A strong climate-smart commodity market that rewards producers for their practices requires a reliable and accurate valuation of the reductions resulting from the climate-smart practices, from the measurement to the market.
Develop commodity
Penn State scientists will use a variety of publicly available tools and other computational tools developed at Penn State to monitor and document the reductions in GHG emissions. CARAT partner, Proagrica, will deploy existing software and, alongside the CARAT partners, will scope the structure of the data needed to record, monitor, and verify these benefits, ensuring that climate-smart commodities can be reliably traced through the supply chain.

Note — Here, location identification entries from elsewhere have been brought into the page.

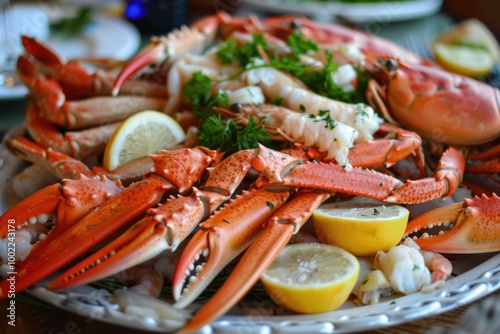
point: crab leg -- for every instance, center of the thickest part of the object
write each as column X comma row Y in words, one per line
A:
column 59, row 164
column 449, row 174
column 66, row 167
column 78, row 144
column 325, row 176
column 164, row 227
column 277, row 232
column 178, row 169
column 165, row 49
column 475, row 227
column 43, row 62
column 89, row 112
column 221, row 238
column 70, row 201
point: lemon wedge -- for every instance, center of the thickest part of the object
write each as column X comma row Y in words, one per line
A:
column 139, row 135
column 360, row 228
column 463, row 60
column 311, row 278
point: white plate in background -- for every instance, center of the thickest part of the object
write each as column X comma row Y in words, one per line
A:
column 355, row 12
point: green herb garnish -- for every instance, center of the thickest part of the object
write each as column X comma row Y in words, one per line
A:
column 67, row 27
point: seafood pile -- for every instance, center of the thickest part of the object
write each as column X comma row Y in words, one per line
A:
column 282, row 114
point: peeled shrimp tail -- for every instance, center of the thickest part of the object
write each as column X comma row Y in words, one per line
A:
column 147, row 280
column 439, row 266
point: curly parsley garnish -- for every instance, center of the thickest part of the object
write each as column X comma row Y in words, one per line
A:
column 216, row 132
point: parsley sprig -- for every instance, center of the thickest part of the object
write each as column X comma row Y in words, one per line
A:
column 216, row 132
column 318, row 80
column 225, row 134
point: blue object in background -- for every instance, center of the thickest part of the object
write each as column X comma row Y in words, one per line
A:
column 156, row 16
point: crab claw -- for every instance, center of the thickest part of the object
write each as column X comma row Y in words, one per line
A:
column 166, row 48
column 475, row 227
column 163, row 228
column 220, row 239
column 277, row 233
column 183, row 167
column 69, row 203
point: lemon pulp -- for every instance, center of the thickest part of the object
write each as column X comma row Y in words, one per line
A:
column 463, row 60
column 311, row 278
column 360, row 228
column 139, row 135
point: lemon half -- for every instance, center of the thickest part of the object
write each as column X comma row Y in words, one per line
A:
column 141, row 134
column 360, row 228
column 311, row 278
column 463, row 60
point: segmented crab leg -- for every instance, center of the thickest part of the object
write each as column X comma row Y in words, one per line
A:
column 76, row 81
column 178, row 169
column 448, row 175
column 388, row 151
column 66, row 167
column 69, row 201
column 475, row 227
column 59, row 164
column 93, row 111
column 164, row 227
column 165, row 49
column 221, row 238
column 78, row 144
column 325, row 176
column 277, row 232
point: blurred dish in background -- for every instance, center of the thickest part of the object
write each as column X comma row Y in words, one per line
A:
column 353, row 11
column 107, row 36
column 156, row 16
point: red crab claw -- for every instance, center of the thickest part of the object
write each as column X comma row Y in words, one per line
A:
column 59, row 164
column 448, row 176
column 177, row 169
column 166, row 48
column 475, row 227
column 277, row 232
column 220, row 239
column 164, row 227
column 69, row 201
column 325, row 176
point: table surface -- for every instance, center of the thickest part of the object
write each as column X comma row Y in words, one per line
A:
column 32, row 319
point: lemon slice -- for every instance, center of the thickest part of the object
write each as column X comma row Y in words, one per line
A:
column 463, row 60
column 360, row 228
column 141, row 134
column 311, row 278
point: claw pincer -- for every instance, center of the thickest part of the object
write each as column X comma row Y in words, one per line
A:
column 475, row 227
column 173, row 170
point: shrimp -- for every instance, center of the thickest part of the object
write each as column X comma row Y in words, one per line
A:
column 412, row 269
column 295, row 96
column 146, row 279
column 439, row 266
column 329, row 136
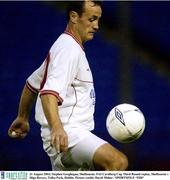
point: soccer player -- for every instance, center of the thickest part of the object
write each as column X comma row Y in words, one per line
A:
column 63, row 89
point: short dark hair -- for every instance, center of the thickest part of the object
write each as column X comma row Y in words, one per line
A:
column 78, row 6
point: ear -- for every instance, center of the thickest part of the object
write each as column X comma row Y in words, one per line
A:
column 73, row 17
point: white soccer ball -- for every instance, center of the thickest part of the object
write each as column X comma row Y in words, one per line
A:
column 125, row 123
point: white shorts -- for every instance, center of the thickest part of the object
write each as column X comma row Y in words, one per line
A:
column 78, row 157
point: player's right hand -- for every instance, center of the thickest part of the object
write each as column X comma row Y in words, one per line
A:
column 19, row 128
column 59, row 139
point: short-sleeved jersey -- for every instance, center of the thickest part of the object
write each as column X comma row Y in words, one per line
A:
column 66, row 74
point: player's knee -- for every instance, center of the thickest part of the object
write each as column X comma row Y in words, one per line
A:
column 109, row 158
column 118, row 162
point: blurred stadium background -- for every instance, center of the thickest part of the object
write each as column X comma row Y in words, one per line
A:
column 130, row 60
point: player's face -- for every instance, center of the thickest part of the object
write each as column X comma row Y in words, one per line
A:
column 88, row 22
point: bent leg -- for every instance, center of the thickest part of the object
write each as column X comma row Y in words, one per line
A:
column 109, row 158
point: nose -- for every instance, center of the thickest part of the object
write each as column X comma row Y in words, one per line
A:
column 96, row 26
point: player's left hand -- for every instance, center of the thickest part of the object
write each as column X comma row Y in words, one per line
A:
column 19, row 128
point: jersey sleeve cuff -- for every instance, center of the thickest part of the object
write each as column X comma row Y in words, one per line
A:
column 54, row 93
column 31, row 88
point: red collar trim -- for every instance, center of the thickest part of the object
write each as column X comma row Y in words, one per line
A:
column 69, row 33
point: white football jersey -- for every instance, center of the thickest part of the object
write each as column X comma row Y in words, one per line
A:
column 66, row 74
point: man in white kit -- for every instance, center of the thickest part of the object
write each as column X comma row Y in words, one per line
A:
column 63, row 89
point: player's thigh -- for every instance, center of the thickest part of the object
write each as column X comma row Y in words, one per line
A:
column 107, row 156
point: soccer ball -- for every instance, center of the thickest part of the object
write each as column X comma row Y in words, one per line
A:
column 125, row 123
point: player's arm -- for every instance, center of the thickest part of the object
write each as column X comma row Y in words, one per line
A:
column 20, row 126
column 59, row 138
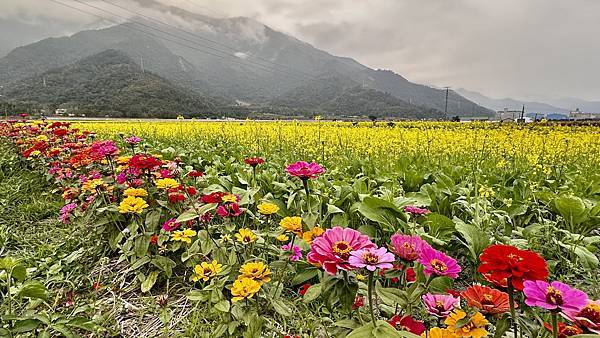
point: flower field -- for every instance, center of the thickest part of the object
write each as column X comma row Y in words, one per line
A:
column 306, row 229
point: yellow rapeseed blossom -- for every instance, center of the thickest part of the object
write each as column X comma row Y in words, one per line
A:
column 268, row 208
column 132, row 205
column 246, row 236
column 206, row 271
column 166, row 183
column 244, row 288
column 471, row 327
column 183, row 235
column 258, row 271
column 135, row 192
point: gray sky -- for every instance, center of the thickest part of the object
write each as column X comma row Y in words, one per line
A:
column 529, row 49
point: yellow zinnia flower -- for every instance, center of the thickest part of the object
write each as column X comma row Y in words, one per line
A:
column 244, row 288
column 132, row 205
column 135, row 192
column 245, row 236
column 258, row 271
column 293, row 224
column 474, row 327
column 206, row 271
column 183, row 235
column 268, row 208
column 166, row 183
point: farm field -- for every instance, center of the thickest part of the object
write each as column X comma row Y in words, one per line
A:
column 299, row 229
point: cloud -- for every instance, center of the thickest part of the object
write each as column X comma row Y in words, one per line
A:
column 518, row 48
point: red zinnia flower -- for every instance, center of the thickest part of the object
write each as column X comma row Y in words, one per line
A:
column 407, row 323
column 500, row 262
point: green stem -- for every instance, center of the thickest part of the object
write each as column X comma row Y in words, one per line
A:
column 511, row 300
column 370, row 295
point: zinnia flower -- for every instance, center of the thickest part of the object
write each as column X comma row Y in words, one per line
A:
column 206, row 271
column 408, row 247
column 500, row 262
column 588, row 316
column 459, row 324
column 407, row 323
column 440, row 305
column 244, row 288
column 486, row 299
column 257, row 271
column 438, row 264
column 554, row 296
column 305, row 170
column 268, row 208
column 371, row 258
column 133, row 205
column 332, row 250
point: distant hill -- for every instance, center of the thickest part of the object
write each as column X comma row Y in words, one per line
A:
column 262, row 68
column 109, row 82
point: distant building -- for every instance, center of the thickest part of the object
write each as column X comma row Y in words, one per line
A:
column 579, row 115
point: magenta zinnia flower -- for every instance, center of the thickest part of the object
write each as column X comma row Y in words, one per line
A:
column 332, row 249
column 408, row 247
column 439, row 264
column 553, row 296
column 371, row 258
column 440, row 305
column 305, row 170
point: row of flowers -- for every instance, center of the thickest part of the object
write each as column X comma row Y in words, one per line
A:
column 94, row 173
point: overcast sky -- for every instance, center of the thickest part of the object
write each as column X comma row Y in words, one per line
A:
column 528, row 49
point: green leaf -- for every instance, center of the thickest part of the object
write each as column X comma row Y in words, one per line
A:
column 149, row 281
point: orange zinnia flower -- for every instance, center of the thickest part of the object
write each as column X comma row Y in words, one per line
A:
column 486, row 299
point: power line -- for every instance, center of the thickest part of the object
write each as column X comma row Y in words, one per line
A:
column 233, row 58
column 198, row 36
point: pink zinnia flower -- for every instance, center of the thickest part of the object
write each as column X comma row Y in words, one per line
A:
column 296, row 252
column 171, row 225
column 588, row 316
column 408, row 247
column 305, row 170
column 439, row 264
column 416, row 211
column 332, row 249
column 440, row 305
column 553, row 296
column 371, row 258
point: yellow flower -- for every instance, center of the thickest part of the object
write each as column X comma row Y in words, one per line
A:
column 244, row 288
column 183, row 235
column 245, row 236
column 258, row 271
column 231, row 198
column 436, row 332
column 309, row 236
column 135, row 192
column 166, row 183
column 282, row 238
column 132, row 205
column 473, row 327
column 293, row 224
column 268, row 208
column 206, row 271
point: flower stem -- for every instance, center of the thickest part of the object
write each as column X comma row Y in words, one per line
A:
column 554, row 316
column 370, row 295
column 511, row 300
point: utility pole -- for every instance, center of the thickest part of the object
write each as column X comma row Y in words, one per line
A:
column 446, row 106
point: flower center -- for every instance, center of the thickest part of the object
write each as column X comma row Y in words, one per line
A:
column 342, row 249
column 553, row 296
column 591, row 312
column 438, row 265
column 370, row 258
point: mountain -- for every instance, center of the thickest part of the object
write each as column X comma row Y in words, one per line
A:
column 111, row 82
column 512, row 104
column 264, row 66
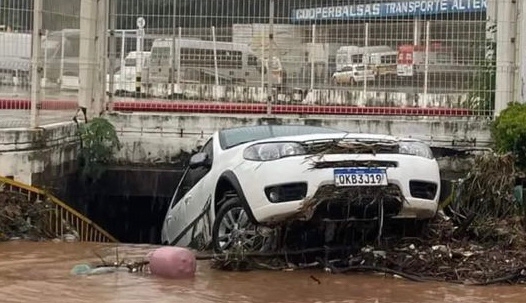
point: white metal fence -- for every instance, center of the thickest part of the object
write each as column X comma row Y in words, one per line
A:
column 433, row 55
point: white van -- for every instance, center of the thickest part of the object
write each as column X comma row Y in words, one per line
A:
column 125, row 78
column 383, row 63
column 351, row 55
column 352, row 74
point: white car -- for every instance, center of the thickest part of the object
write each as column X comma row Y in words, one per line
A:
column 246, row 180
column 353, row 74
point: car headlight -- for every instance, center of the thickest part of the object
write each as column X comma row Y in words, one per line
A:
column 273, row 151
column 416, row 148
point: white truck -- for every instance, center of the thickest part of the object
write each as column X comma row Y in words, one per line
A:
column 125, row 77
column 15, row 58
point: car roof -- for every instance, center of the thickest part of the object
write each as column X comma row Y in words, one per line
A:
column 231, row 137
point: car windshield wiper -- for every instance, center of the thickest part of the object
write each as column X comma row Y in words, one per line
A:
column 239, row 143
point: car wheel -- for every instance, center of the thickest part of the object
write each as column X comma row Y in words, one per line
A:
column 233, row 229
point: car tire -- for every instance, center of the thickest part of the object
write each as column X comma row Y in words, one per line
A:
column 242, row 228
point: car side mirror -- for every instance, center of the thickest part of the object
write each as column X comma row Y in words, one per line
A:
column 198, row 160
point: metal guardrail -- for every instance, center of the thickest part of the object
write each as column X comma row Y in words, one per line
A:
column 62, row 218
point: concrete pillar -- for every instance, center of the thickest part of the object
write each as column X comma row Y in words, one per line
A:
column 36, row 64
column 506, row 63
column 417, row 31
column 520, row 86
column 102, row 56
column 93, row 26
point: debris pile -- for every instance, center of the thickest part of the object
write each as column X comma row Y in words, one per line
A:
column 21, row 218
column 478, row 237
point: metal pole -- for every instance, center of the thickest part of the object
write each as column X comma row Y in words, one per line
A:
column 426, row 62
column 62, row 54
column 506, row 18
column 263, row 64
column 521, row 55
column 102, row 54
column 172, row 51
column 216, row 72
column 270, row 56
column 123, row 60
column 179, row 34
column 113, row 52
column 35, row 64
column 312, row 57
column 45, row 55
column 366, row 57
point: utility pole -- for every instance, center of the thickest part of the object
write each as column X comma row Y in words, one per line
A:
column 36, row 68
column 270, row 55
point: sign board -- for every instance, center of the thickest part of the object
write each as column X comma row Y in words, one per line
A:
column 389, row 9
column 141, row 22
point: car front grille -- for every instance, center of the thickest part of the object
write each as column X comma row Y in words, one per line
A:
column 423, row 190
column 342, row 146
column 353, row 163
column 357, row 202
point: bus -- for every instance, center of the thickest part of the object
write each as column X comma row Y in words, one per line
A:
column 236, row 63
column 383, row 63
column 352, row 55
column 411, row 60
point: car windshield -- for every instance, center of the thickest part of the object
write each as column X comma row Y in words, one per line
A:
column 231, row 137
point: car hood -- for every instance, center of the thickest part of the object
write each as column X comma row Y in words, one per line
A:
column 342, row 135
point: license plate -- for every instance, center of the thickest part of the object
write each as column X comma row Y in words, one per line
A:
column 360, row 177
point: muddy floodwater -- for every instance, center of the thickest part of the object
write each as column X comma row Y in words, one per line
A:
column 40, row 272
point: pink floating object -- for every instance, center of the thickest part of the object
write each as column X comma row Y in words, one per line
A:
column 172, row 262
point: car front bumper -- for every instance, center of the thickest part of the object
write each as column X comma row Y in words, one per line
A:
column 255, row 176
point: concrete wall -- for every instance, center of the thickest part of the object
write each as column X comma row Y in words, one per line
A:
column 160, row 138
column 356, row 96
column 33, row 156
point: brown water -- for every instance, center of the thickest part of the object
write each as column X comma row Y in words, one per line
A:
column 40, row 272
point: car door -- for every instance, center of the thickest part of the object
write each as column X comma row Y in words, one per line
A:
column 198, row 207
column 186, row 201
column 174, row 221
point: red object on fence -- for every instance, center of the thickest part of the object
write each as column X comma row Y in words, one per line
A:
column 243, row 108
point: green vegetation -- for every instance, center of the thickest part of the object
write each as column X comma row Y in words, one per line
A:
column 482, row 96
column 509, row 132
column 99, row 142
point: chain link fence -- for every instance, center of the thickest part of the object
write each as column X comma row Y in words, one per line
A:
column 58, row 101
column 424, row 54
column 321, row 56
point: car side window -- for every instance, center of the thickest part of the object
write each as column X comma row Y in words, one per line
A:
column 192, row 176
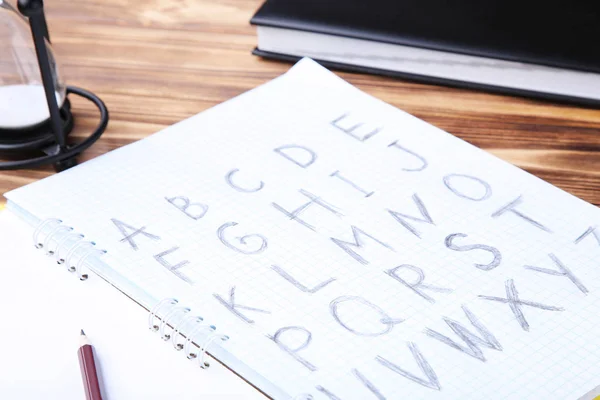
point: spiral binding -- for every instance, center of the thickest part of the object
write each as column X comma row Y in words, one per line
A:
column 167, row 313
column 70, row 249
column 52, row 231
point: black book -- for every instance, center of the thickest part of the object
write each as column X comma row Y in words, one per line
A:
column 544, row 49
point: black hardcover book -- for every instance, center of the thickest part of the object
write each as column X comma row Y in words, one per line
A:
column 543, row 49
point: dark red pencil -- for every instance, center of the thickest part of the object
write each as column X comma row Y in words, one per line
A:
column 88, row 369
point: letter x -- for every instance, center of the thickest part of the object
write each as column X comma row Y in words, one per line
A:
column 515, row 303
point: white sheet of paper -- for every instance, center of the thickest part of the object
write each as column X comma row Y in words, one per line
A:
column 44, row 307
column 300, row 217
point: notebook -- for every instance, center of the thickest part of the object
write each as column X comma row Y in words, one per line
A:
column 499, row 46
column 337, row 248
column 44, row 310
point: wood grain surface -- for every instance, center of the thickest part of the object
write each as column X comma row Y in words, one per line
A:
column 156, row 62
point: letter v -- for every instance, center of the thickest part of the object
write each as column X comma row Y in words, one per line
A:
column 431, row 380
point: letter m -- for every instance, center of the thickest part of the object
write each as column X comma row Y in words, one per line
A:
column 358, row 235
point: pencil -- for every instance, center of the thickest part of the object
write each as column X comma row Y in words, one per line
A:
column 88, row 369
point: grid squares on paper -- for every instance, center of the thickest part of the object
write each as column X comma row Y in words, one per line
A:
column 192, row 160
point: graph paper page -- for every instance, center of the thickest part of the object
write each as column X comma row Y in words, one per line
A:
column 348, row 249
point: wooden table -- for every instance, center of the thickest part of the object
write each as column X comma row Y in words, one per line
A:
column 156, row 62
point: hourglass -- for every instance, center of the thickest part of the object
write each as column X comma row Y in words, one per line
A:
column 35, row 112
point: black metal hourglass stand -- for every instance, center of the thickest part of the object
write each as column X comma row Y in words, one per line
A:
column 24, row 145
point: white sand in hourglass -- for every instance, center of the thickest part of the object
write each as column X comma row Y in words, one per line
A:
column 23, row 106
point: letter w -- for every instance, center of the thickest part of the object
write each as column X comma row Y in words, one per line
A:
column 471, row 340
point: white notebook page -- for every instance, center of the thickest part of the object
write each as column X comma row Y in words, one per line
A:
column 44, row 307
column 348, row 249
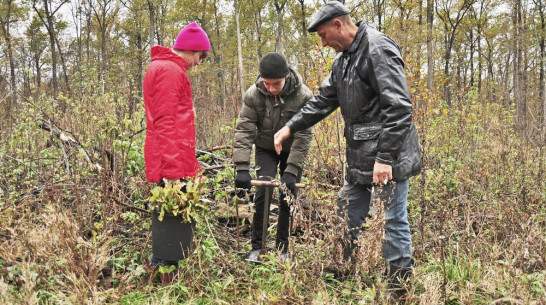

The majority of the state’s 5,000 dairy farms are small, with an average herd size in the state of 94 milking cows, in comparison to the national average herd size of 232. Although Pennsylvania’s dairy industry retains many small- and medium-sized producers compared with Midwestern or Western states, the Commonwealth still ranks 8th in the nation for milk production and in the top 5 for multiple dairy products. The project team will leverage its networks with external partners to reach a representative cross section of the diversity of Pennsylvania’s dairy farms, including underserved groups such as plain-sect farmers, women-owned farms, new and beginning farmers, and the large Latino workforces employed on dairy farms.
Conducting this project in Pennsylvania affords the team unique opportunities at a manageable scale for the pilot but the results and conclusions drawn from this study can be extrapolated for use in similar regions, in which the size and scale of the average farm have not yet been the focus of carbon market efforts. Economic, environmental, and geographic traits of Pennsylvania—from its proximity to large urban centers to its critical role in the Chesapeake Bay watershed—provide a unique study site to better understand the challenges facing the nation and other regions and an opportunity to test and validate solutions.
The success of CARAT relies on the trust that has already been established with a producer network, and Penn State will nurture that trust by working closely with our partners and relying on their leadership across different interest groups, expertise in providing technical assistance, and understanding of market needs.